Rebbe Nachman, a hero of mine, wrote, “The human’s image-making faculty is the source of all temptation.   If it becomes dominant, it results in depression…one forgets one’s purpose in life.   We have to fight back and aim to be continually happy so as to break the power of our imagination.”  

Avoiding Pain

Two hospital roommates have similar leg injuries.   They are waiting for the doctor. When the physician arrives he examines the first man’s leg.   The man winces and cries out several times.
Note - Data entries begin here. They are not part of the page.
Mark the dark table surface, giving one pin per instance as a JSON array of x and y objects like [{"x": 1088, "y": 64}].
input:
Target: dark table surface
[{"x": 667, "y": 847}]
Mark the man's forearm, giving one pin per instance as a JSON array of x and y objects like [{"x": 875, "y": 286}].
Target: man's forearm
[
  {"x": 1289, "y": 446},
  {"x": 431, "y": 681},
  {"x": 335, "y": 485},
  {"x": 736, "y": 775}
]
The doctor next examines the second patient.   This one undergoes the examination without flinching.   At the end off it all, the first roommate was astonished to see a smile come to the other’s lips. “How could you stand it?   I saw the doctor do the same thing to you that he did to me.   You must be made of steel!” The second man laughed.   “I’m no dummy.   I saw you screaming so I gave him my good leg!” -Al Lewis

Paranoid

“Invariably someone at the office was ridiculing him behind his back.   Sometimes, if he turned around rapidly, he would discover thirty or forty co-workers inches away from him with tongues outstretched.   Going to work was a nightmare.   For one thing, his desk was in the rear, away from the window, and whatever fresh air did reach the dark office was breathed by the other men before he could inhale it.” – Woody Allen , Side Effects Being paranoid is difficult.   Being paranoid and not knowing it is beyond debilitating.